Mes larmes furent agréables à Mlle Lefort; elle m'appela auprès d'elle et me dit:

«Pierre Nozière, vous avez pleuré; voici la croix d'honneur. Apprenez que c'est moi qui ai fait cette poésie. J'ai un gros cahier rempli de vers aussi beaux que ceux-là; mais je n'ai pas encore trouvé l'éditeur pour les imprimer. Cela n'est-il pas horrible et même inconcevable?

– Oh! mademoiselle, lui dis-je, je suis bien content. Je sais maintenant la cause de votre chagrin, vous aimez la pauvre Jeanne qui est morte dans le hameau, et c'est parce que vous pensez à elle, n'est-ce pas, que vous êtes triste et que vous ne vous apercevez jamais de ce que nous faisons dans la classe?» Malheureusement, ces propos lui déplurent; car elle me regarda avec colère et dit:

«Jeanne est une fiction. Vous êtes un sot. Rendez cette croix et retournez à votre place.» Je retournai à ma place en pleurant. Cette fois, c'est sur moi que je pleurais, et j'avoue que ces nouvelles larmes n'avaient pas cette espèce de douceur qui s'était mêlée à celles que la pauvre Jeanne m'avait tirées. Une chose augmentait mon trouble: je ne savais pas du tout ce que c'était qu'une fiction; Fontanet ne le savait pas davantage.

Je le demandai à ma mère, quand je fus de retour à la maison.

«Une fiction, me répondit ma mère, c'est un mensonge.

– Ah! maman, lui dis-je, c'est un malheur que Jeanne soit un mensonge.

– Quelle Jeanne?» demanda ma mère.

Des vierges du hameau Jeanne était la plus belle.

Et je contai l'histoire de Jeanne telle qu'elle me restait dans l'esprit.

Ma mère ne me répondit rien; mais je l'entendis qui disait à l'oreille de mon père:

«Quelles pauvretés on apprend à cet enfant!

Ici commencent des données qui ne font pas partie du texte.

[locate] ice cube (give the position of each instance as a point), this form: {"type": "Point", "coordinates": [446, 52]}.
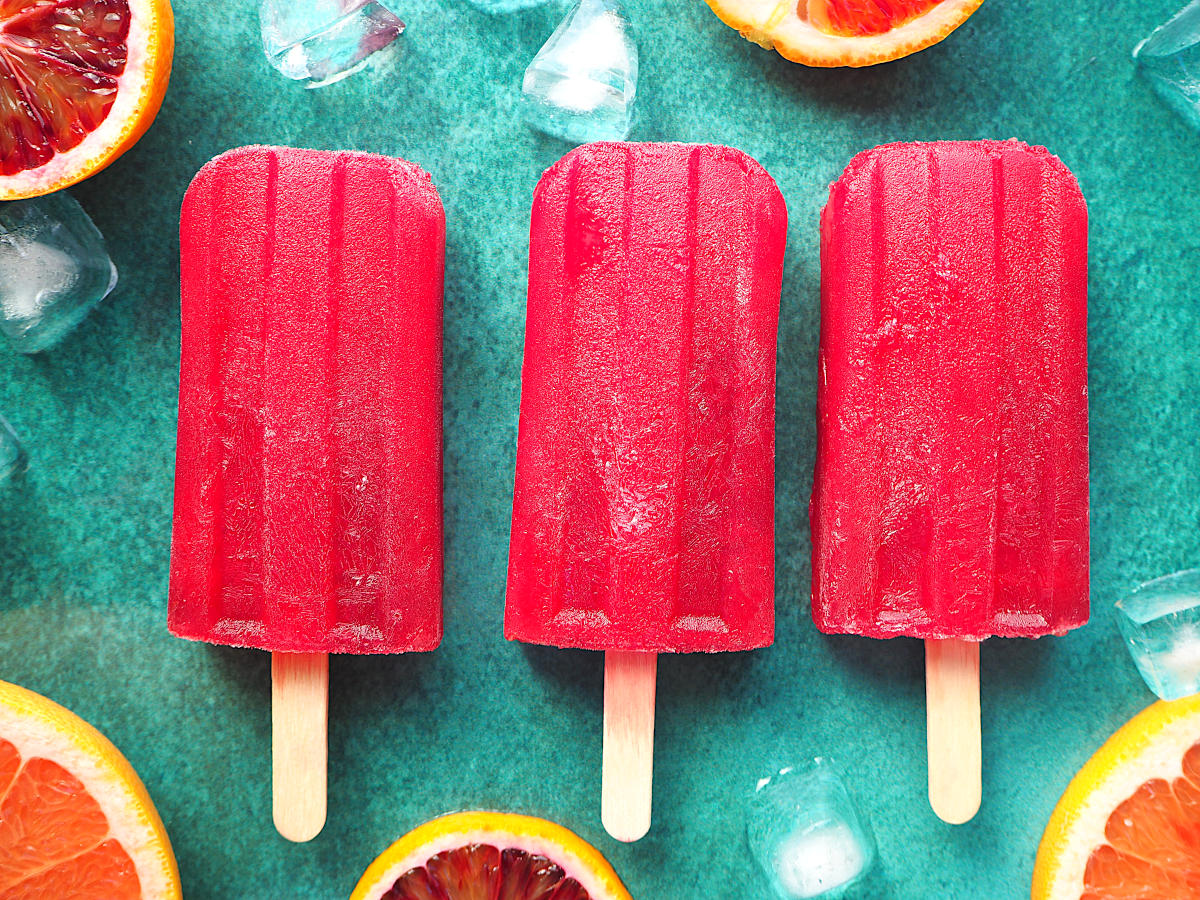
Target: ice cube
{"type": "Point", "coordinates": [53, 269]}
{"type": "Point", "coordinates": [807, 834]}
{"type": "Point", "coordinates": [12, 455]}
{"type": "Point", "coordinates": [1170, 60]}
{"type": "Point", "coordinates": [1161, 624]}
{"type": "Point", "coordinates": [582, 85]}
{"type": "Point", "coordinates": [323, 41]}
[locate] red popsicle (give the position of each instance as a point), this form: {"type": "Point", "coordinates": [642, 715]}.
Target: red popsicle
{"type": "Point", "coordinates": [643, 510]}
{"type": "Point", "coordinates": [309, 475]}
{"type": "Point", "coordinates": [951, 493]}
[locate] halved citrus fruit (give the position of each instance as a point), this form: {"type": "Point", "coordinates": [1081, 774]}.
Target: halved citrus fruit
{"type": "Point", "coordinates": [76, 822]}
{"type": "Point", "coordinates": [490, 856]}
{"type": "Point", "coordinates": [844, 33]}
{"type": "Point", "coordinates": [81, 81]}
{"type": "Point", "coordinates": [1128, 825]}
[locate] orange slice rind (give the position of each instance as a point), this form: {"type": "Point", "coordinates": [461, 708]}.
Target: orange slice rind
{"type": "Point", "coordinates": [791, 31]}
{"type": "Point", "coordinates": [45, 79]}
{"type": "Point", "coordinates": [76, 822]}
{"type": "Point", "coordinates": [504, 831]}
{"type": "Point", "coordinates": [1128, 823]}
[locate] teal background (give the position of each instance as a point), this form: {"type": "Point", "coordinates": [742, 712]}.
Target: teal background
{"type": "Point", "coordinates": [84, 534]}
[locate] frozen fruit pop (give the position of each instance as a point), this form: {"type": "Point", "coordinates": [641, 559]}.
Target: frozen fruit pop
{"type": "Point", "coordinates": [643, 509]}
{"type": "Point", "coordinates": [309, 477]}
{"type": "Point", "coordinates": [951, 491]}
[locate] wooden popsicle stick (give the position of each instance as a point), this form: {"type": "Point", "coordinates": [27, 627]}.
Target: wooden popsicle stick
{"type": "Point", "coordinates": [952, 711]}
{"type": "Point", "coordinates": [628, 769]}
{"type": "Point", "coordinates": [299, 742]}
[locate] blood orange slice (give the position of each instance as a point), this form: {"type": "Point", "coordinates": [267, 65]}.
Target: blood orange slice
{"type": "Point", "coordinates": [76, 822]}
{"type": "Point", "coordinates": [844, 33]}
{"type": "Point", "coordinates": [490, 856]}
{"type": "Point", "coordinates": [1128, 825]}
{"type": "Point", "coordinates": [81, 81]}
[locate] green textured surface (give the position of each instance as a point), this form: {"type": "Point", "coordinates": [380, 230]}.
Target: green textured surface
{"type": "Point", "coordinates": [84, 535]}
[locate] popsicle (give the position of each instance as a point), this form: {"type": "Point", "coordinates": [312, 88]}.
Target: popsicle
{"type": "Point", "coordinates": [951, 490]}
{"type": "Point", "coordinates": [309, 475]}
{"type": "Point", "coordinates": [643, 508]}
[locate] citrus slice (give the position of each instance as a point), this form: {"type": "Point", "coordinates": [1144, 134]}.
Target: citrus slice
{"type": "Point", "coordinates": [490, 856]}
{"type": "Point", "coordinates": [844, 33]}
{"type": "Point", "coordinates": [76, 822]}
{"type": "Point", "coordinates": [81, 81]}
{"type": "Point", "coordinates": [1128, 825]}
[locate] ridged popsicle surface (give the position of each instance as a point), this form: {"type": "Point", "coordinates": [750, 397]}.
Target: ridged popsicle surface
{"type": "Point", "coordinates": [951, 491]}
{"type": "Point", "coordinates": [643, 510]}
{"type": "Point", "coordinates": [309, 473]}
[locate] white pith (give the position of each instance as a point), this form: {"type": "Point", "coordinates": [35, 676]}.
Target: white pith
{"type": "Point", "coordinates": [1158, 754]}
{"type": "Point", "coordinates": [569, 862]}
{"type": "Point", "coordinates": [777, 23]}
{"type": "Point", "coordinates": [37, 736]}
{"type": "Point", "coordinates": [133, 87]}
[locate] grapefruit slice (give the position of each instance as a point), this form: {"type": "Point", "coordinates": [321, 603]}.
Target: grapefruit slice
{"type": "Point", "coordinates": [76, 822]}
{"type": "Point", "coordinates": [490, 856]}
{"type": "Point", "coordinates": [844, 33]}
{"type": "Point", "coordinates": [81, 81]}
{"type": "Point", "coordinates": [1128, 825]}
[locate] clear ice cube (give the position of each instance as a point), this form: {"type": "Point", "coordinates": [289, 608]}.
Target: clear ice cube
{"type": "Point", "coordinates": [53, 269]}
{"type": "Point", "coordinates": [12, 455]}
{"type": "Point", "coordinates": [1170, 60]}
{"type": "Point", "coordinates": [323, 41]}
{"type": "Point", "coordinates": [582, 85]}
{"type": "Point", "coordinates": [1161, 624]}
{"type": "Point", "coordinates": [807, 833]}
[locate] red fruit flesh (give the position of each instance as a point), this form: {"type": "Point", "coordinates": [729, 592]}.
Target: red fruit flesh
{"type": "Point", "coordinates": [480, 871]}
{"type": "Point", "coordinates": [54, 837]}
{"type": "Point", "coordinates": [1153, 849]}
{"type": "Point", "coordinates": [59, 66]}
{"type": "Point", "coordinates": [862, 18]}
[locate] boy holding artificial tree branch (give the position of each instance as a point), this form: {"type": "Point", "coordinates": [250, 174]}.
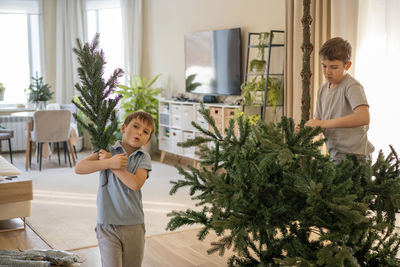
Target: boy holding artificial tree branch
{"type": "Point", "coordinates": [120, 220]}
{"type": "Point", "coordinates": [342, 108]}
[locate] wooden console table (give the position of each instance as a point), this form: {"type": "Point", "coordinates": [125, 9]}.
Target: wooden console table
{"type": "Point", "coordinates": [15, 199]}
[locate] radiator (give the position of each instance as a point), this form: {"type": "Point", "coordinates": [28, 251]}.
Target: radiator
{"type": "Point", "coordinates": [19, 125]}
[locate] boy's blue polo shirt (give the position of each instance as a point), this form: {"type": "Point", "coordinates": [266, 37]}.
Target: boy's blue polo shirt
{"type": "Point", "coordinates": [116, 203]}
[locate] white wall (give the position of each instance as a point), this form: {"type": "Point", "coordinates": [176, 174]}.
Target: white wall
{"type": "Point", "coordinates": [166, 22]}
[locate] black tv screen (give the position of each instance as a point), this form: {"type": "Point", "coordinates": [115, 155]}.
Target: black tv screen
{"type": "Point", "coordinates": [212, 62]}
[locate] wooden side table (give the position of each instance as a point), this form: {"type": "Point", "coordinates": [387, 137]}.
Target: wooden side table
{"type": "Point", "coordinates": [15, 200]}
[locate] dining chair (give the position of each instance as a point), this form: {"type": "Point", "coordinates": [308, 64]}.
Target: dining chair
{"type": "Point", "coordinates": [50, 126]}
{"type": "Point", "coordinates": [7, 134]}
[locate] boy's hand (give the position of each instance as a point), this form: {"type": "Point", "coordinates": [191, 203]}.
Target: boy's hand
{"type": "Point", "coordinates": [118, 161]}
{"type": "Point", "coordinates": [103, 154]}
{"type": "Point", "coordinates": [314, 123]}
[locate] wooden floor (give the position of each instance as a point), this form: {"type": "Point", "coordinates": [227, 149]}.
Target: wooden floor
{"type": "Point", "coordinates": [178, 249]}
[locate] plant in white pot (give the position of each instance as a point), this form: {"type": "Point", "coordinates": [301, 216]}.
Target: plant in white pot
{"type": "Point", "coordinates": [39, 92]}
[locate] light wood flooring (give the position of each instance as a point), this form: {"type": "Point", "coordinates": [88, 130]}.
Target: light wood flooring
{"type": "Point", "coordinates": [178, 249]}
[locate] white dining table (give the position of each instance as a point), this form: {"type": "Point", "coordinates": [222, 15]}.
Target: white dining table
{"type": "Point", "coordinates": [29, 116]}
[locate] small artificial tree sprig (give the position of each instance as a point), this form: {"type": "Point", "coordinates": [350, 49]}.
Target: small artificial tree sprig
{"type": "Point", "coordinates": [95, 100]}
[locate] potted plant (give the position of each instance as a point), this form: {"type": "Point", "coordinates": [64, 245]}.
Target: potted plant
{"type": "Point", "coordinates": [140, 95]}
{"type": "Point", "coordinates": [258, 65]}
{"type": "Point", "coordinates": [2, 90]}
{"type": "Point", "coordinates": [39, 92]}
{"type": "Point", "coordinates": [253, 92]}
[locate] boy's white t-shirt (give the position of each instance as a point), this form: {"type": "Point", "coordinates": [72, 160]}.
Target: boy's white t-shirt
{"type": "Point", "coordinates": [338, 102]}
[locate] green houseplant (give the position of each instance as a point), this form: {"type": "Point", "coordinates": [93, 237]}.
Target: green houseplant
{"type": "Point", "coordinates": [39, 92]}
{"type": "Point", "coordinates": [258, 65]}
{"type": "Point", "coordinates": [254, 89]}
{"type": "Point", "coordinates": [140, 95]}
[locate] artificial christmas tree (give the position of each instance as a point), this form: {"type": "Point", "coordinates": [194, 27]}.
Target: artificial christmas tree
{"type": "Point", "coordinates": [272, 196]}
{"type": "Point", "coordinates": [95, 100]}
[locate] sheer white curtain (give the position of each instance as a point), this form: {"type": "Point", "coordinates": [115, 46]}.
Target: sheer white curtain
{"type": "Point", "coordinates": [376, 66]}
{"type": "Point", "coordinates": [132, 25]}
{"type": "Point", "coordinates": [70, 25]}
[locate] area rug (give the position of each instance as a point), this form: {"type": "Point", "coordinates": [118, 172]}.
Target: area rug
{"type": "Point", "coordinates": [64, 205]}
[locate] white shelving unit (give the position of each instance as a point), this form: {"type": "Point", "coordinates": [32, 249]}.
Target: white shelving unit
{"type": "Point", "coordinates": [175, 124]}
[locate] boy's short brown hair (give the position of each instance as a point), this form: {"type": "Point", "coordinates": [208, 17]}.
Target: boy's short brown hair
{"type": "Point", "coordinates": [142, 116]}
{"type": "Point", "coordinates": [336, 49]}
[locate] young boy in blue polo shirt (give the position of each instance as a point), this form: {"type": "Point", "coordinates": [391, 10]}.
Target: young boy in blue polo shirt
{"type": "Point", "coordinates": [120, 220]}
{"type": "Point", "coordinates": [342, 107]}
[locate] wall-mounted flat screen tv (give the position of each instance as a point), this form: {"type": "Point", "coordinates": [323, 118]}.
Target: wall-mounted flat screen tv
{"type": "Point", "coordinates": [213, 62]}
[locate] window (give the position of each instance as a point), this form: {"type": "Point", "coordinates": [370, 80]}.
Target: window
{"type": "Point", "coordinates": [107, 21]}
{"type": "Point", "coordinates": [20, 50]}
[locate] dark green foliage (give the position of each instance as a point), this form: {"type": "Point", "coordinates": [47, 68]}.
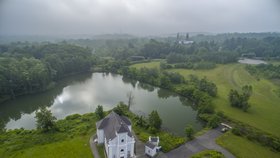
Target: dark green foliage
{"type": "Point", "coordinates": [140, 121]}
{"type": "Point", "coordinates": [241, 100]}
{"type": "Point", "coordinates": [44, 120]}
{"type": "Point", "coordinates": [32, 68]}
{"type": "Point", "coordinates": [214, 121]}
{"type": "Point", "coordinates": [72, 126]}
{"type": "Point", "coordinates": [155, 49]}
{"type": "Point", "coordinates": [154, 121]}
{"type": "Point", "coordinates": [99, 112]}
{"type": "Point", "coordinates": [154, 76]}
{"type": "Point", "coordinates": [189, 131]}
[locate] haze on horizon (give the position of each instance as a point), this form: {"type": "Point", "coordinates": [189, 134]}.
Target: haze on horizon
{"type": "Point", "coordinates": [139, 17]}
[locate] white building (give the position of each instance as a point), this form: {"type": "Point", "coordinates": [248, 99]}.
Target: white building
{"type": "Point", "coordinates": [151, 147]}
{"type": "Point", "coordinates": [115, 132]}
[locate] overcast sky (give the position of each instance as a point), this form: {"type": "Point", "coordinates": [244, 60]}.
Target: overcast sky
{"type": "Point", "coordinates": [140, 17]}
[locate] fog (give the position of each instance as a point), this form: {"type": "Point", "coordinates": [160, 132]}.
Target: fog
{"type": "Point", "coordinates": [139, 17]}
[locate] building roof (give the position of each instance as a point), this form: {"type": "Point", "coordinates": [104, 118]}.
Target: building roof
{"type": "Point", "coordinates": [154, 139]}
{"type": "Point", "coordinates": [114, 123]}
{"type": "Point", "coordinates": [150, 145]}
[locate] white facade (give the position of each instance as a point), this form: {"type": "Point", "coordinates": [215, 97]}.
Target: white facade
{"type": "Point", "coordinates": [152, 146]}
{"type": "Point", "coordinates": [150, 151]}
{"type": "Point", "coordinates": [121, 142]}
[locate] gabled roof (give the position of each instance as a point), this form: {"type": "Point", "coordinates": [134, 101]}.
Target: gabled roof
{"type": "Point", "coordinates": [154, 139]}
{"type": "Point", "coordinates": [114, 123]}
{"type": "Point", "coordinates": [150, 145]}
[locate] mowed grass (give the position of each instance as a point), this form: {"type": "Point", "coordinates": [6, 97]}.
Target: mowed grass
{"type": "Point", "coordinates": [264, 113]}
{"type": "Point", "coordinates": [76, 147]}
{"type": "Point", "coordinates": [265, 110]}
{"type": "Point", "coordinates": [243, 148]}
{"type": "Point", "coordinates": [153, 64]}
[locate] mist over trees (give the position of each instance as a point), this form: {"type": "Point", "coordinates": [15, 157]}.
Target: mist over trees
{"type": "Point", "coordinates": [28, 68]}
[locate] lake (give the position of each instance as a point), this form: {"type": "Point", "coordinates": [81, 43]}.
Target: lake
{"type": "Point", "coordinates": [81, 94]}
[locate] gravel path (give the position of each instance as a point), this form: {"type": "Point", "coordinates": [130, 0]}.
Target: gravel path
{"type": "Point", "coordinates": [203, 142]}
{"type": "Point", "coordinates": [93, 147]}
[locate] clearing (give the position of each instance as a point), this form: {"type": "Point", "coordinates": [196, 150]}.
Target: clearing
{"type": "Point", "coordinates": [265, 109]}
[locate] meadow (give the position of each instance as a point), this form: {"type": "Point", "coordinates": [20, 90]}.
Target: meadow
{"type": "Point", "coordinates": [265, 107]}
{"type": "Point", "coordinates": [242, 147]}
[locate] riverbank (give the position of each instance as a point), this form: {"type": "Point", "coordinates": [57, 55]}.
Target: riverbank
{"type": "Point", "coordinates": [51, 86]}
{"type": "Point", "coordinates": [70, 139]}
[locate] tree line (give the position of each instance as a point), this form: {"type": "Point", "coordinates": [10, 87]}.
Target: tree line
{"type": "Point", "coordinates": [28, 68]}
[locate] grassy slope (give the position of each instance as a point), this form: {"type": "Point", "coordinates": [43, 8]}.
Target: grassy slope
{"type": "Point", "coordinates": [264, 113]}
{"type": "Point", "coordinates": [77, 147]}
{"type": "Point", "coordinates": [71, 141]}
{"type": "Point", "coordinates": [243, 148]}
{"type": "Point", "coordinates": [147, 65]}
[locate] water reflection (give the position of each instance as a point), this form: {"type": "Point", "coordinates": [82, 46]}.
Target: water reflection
{"type": "Point", "coordinates": [83, 96]}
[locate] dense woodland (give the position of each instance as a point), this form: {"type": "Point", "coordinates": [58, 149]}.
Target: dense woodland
{"type": "Point", "coordinates": [26, 68]}
{"type": "Point", "coordinates": [32, 67]}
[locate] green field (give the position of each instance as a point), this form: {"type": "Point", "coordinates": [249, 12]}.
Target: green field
{"type": "Point", "coordinates": [153, 64]}
{"type": "Point", "coordinates": [77, 147]}
{"type": "Point", "coordinates": [243, 148]}
{"type": "Point", "coordinates": [265, 111]}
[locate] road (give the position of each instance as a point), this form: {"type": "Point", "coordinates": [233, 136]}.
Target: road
{"type": "Point", "coordinates": [200, 143]}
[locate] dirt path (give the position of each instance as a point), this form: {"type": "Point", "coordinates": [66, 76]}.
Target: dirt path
{"type": "Point", "coordinates": [204, 142]}
{"type": "Point", "coordinates": [93, 147]}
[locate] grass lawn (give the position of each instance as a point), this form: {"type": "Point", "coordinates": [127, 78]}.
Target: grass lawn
{"type": "Point", "coordinates": [76, 147]}
{"type": "Point", "coordinates": [264, 113]}
{"type": "Point", "coordinates": [71, 139]}
{"type": "Point", "coordinates": [208, 154]}
{"type": "Point", "coordinates": [153, 64]}
{"type": "Point", "coordinates": [265, 109]}
{"type": "Point", "coordinates": [243, 148]}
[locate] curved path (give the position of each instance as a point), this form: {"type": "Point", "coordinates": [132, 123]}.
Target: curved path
{"type": "Point", "coordinates": [200, 143]}
{"type": "Point", "coordinates": [93, 147]}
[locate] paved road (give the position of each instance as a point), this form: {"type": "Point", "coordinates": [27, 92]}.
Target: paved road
{"type": "Point", "coordinates": [139, 147]}
{"type": "Point", "coordinates": [93, 147]}
{"type": "Point", "coordinates": [204, 142]}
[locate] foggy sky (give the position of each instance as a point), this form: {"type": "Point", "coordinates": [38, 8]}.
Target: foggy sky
{"type": "Point", "coordinates": [140, 17]}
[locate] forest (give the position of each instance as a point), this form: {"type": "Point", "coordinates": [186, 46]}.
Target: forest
{"type": "Point", "coordinates": [27, 68]}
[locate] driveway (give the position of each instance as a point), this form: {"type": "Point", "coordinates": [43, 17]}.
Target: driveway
{"type": "Point", "coordinates": [93, 147]}
{"type": "Point", "coordinates": [203, 142]}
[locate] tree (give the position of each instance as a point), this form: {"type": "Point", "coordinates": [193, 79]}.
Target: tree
{"type": "Point", "coordinates": [241, 100]}
{"type": "Point", "coordinates": [154, 120]}
{"type": "Point", "coordinates": [130, 97]}
{"type": "Point", "coordinates": [99, 112]}
{"type": "Point", "coordinates": [213, 121]}
{"type": "Point", "coordinates": [45, 121]}
{"type": "Point", "coordinates": [189, 131]}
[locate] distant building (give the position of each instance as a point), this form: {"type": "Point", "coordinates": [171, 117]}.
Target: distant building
{"type": "Point", "coordinates": [114, 132]}
{"type": "Point", "coordinates": [152, 146]}
{"type": "Point", "coordinates": [185, 41]}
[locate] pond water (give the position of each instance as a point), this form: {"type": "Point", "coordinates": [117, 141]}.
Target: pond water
{"type": "Point", "coordinates": [82, 94]}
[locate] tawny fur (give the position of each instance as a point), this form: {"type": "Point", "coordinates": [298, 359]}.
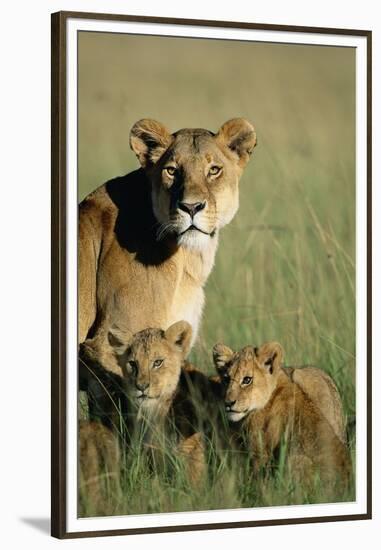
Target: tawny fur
{"type": "Point", "coordinates": [99, 468]}
{"type": "Point", "coordinates": [137, 265]}
{"type": "Point", "coordinates": [268, 409]}
{"type": "Point", "coordinates": [167, 396]}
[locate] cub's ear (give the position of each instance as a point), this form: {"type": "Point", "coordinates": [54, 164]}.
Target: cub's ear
{"type": "Point", "coordinates": [222, 355]}
{"type": "Point", "coordinates": [239, 135]}
{"type": "Point", "coordinates": [119, 341]}
{"type": "Point", "coordinates": [149, 139]}
{"type": "Point", "coordinates": [180, 334]}
{"type": "Point", "coordinates": [270, 355]}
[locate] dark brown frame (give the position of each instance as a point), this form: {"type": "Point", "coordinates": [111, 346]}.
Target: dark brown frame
{"type": "Point", "coordinates": [58, 234]}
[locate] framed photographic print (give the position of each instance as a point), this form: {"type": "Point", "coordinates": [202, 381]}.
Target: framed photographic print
{"type": "Point", "coordinates": [211, 301]}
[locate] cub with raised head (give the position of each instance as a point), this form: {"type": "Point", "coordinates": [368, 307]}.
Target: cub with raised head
{"type": "Point", "coordinates": [164, 392]}
{"type": "Point", "coordinates": [269, 411]}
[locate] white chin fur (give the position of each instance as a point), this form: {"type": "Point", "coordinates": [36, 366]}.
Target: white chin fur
{"type": "Point", "coordinates": [235, 417]}
{"type": "Point", "coordinates": [194, 239]}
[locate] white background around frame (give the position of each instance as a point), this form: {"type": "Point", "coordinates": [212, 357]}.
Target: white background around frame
{"type": "Point", "coordinates": [75, 524]}
{"type": "Point", "coordinates": [25, 273]}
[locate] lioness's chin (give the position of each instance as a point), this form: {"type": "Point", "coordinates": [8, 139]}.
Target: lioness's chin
{"type": "Point", "coordinates": [194, 239]}
{"type": "Point", "coordinates": [236, 416]}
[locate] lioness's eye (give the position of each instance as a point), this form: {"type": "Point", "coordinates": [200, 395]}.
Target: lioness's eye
{"type": "Point", "coordinates": [214, 170]}
{"type": "Point", "coordinates": [170, 170]}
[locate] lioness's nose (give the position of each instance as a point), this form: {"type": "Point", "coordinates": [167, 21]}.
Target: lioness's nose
{"type": "Point", "coordinates": [192, 208]}
{"type": "Point", "coordinates": [142, 385]}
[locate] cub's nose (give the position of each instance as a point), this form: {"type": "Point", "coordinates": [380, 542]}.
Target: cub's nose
{"type": "Point", "coordinates": [142, 386]}
{"type": "Point", "coordinates": [192, 208]}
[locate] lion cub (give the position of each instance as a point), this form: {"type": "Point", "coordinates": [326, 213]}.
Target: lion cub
{"type": "Point", "coordinates": [163, 392]}
{"type": "Point", "coordinates": [271, 409]}
{"type": "Point", "coordinates": [99, 469]}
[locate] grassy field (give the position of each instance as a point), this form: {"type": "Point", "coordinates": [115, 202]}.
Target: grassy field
{"type": "Point", "coordinates": [285, 268]}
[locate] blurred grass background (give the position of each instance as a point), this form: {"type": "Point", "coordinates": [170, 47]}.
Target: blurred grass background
{"type": "Point", "coordinates": [285, 267]}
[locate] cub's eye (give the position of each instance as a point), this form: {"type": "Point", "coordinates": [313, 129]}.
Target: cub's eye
{"type": "Point", "coordinates": [226, 379]}
{"type": "Point", "coordinates": [214, 170]}
{"type": "Point", "coordinates": [170, 171]}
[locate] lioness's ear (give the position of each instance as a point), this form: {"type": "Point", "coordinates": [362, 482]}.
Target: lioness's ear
{"type": "Point", "coordinates": [149, 140]}
{"type": "Point", "coordinates": [180, 334]}
{"type": "Point", "coordinates": [222, 355]}
{"type": "Point", "coordinates": [239, 135]}
{"type": "Point", "coordinates": [270, 355]}
{"type": "Point", "coordinates": [119, 341]}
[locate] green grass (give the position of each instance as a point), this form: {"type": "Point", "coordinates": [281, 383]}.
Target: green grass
{"type": "Point", "coordinates": [285, 267]}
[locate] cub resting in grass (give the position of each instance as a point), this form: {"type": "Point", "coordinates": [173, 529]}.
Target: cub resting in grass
{"type": "Point", "coordinates": [167, 396]}
{"type": "Point", "coordinates": [270, 409]}
{"type": "Point", "coordinates": [99, 469]}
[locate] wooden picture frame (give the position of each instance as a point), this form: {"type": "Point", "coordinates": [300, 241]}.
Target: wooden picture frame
{"type": "Point", "coordinates": [63, 217]}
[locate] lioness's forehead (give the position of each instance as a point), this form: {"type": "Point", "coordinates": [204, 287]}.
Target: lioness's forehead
{"type": "Point", "coordinates": [192, 142]}
{"type": "Point", "coordinates": [147, 339]}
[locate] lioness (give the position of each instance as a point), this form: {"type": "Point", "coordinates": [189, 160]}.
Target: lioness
{"type": "Point", "coordinates": [272, 411]}
{"type": "Point", "coordinates": [147, 240]}
{"type": "Point", "coordinates": [167, 396]}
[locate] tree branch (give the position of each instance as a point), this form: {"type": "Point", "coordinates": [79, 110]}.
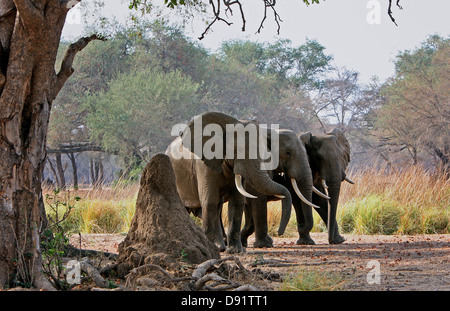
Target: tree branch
{"type": "Point", "coordinates": [31, 15]}
{"type": "Point", "coordinates": [66, 69]}
{"type": "Point", "coordinates": [390, 10]}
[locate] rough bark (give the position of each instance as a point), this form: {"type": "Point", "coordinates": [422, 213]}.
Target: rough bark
{"type": "Point", "coordinates": [30, 34]}
{"type": "Point", "coordinates": [162, 232]}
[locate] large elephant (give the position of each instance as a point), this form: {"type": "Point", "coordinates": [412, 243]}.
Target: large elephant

– Ce sont, en effet, de grandes pauvretés, dit mon père.

Que voulez-vous aussi qu'une vieille fille entende à la pédagogie? J'ai un système d'éducation que je vous exposerai un jour. D'après ce système, il faut apprendre à un enfant de l'âge de notre Pierre les mœurs des animaux auxquels il ressemble par les appétits et par l'intelligence. Pierre est capable de comprendre la fidélité d'un chien, le dévouement d'un éléphant, les malices d'un singe: c'est cela qu'il faut lui conter, et non cette Jeanne, ce hameau et ces cloches qui n'ont pas le sens commun.

– Vous avez raison, répondit ma mère; l'enfant et la bête s'entendent fort bien, ils sont tous deux près de la nature. Mais, croyez-moi, mon ami, il y a une chose que les enfants comprennent mieux encore que les ruses des singes: ce sont les belles actions des grands hommes.

L'héroïsme est clair comme le jour, même pour un petit garçon; et, si l'on raconte à Pierre la mort du chevalier d'Assas, il la comprendra, avec l'aide de Dieu, comme vous et moi.

– Hélas! soupira mon père, je crois, au contraire, que l'héroïsme s'entend de diverses façons, selon les temps, les lieux et les personnes. Mais il n'importe; ce qui importe dans le sacrifice, c'est le sacrifice même. Si l'objet pour lequel on se dévoue est une illusion, le dévouement n'en est pas moins une réalité; et cette réalité est la plus splendide parure dont l'homme puisse décorer sa misère morale.

Chère amie, votre générosité naturelle vous a fait comprendre ces vérités mieux que je ne les comprenais moi-même avec le secours de l'expérience et de la réflexion. Je les ferai entrer dans mon système.» Ainsi disputaient le docteur et ma mère.